Colleges "Prowling" For Cheap Student Dorm Space Seek Out Desperate Developers Looking To Unload Unsold Condo Complexes
- River views, granite countertops, stainless-steel appliances, 9-foot ceilings. This is student housing? When classes start this fall — if all goes as planned — more than 300 students at Johnson & Wales University will be living in Capitol Cove, an upscale condominium project that had been languishing on the market for more than six months.
***
- Some universities around the country have found a silver lining to the real estate recession that has left condominium developers in the lurch. For less time and money than it would take to build a residence hall, universities in places like New York City and Ohio are buying or leasing entire condo
projects.(1) And they are also eyeing vacant lots once targeted for high-end condos for use as retail and parking. "This is a bonanza of an opportunity ... for universities to acquire the space they desperately need," said Dan Fasulo, managing director of Real Capital Analytics.
For more, see Empty condos give universities new dorm space.

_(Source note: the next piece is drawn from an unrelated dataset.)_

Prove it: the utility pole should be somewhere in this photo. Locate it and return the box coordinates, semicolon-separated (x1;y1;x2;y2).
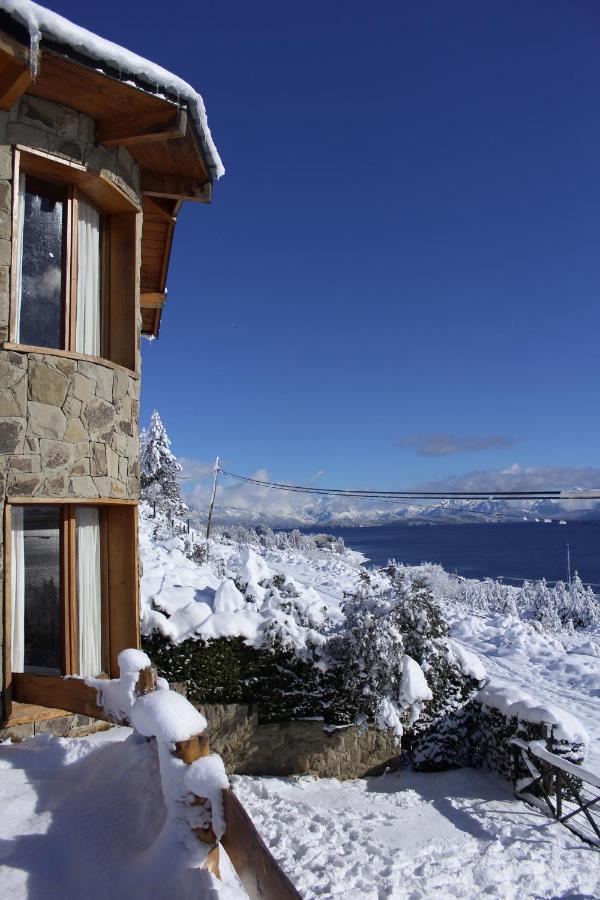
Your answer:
206;456;219;559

(1) In New York, Columbia University last year paid $67.6 million for a residence hall for graduate students and staff in the Riverdale neighborhood of the Bronx after a planned condo development called the Arbor couldn't sell out. In Ohio, Capital University bought a 30-unit building for $4 million in suburban Columbus that had been marketed as 55-and-older housing but is now reserved for about 60 upperclassmen in good academic standing.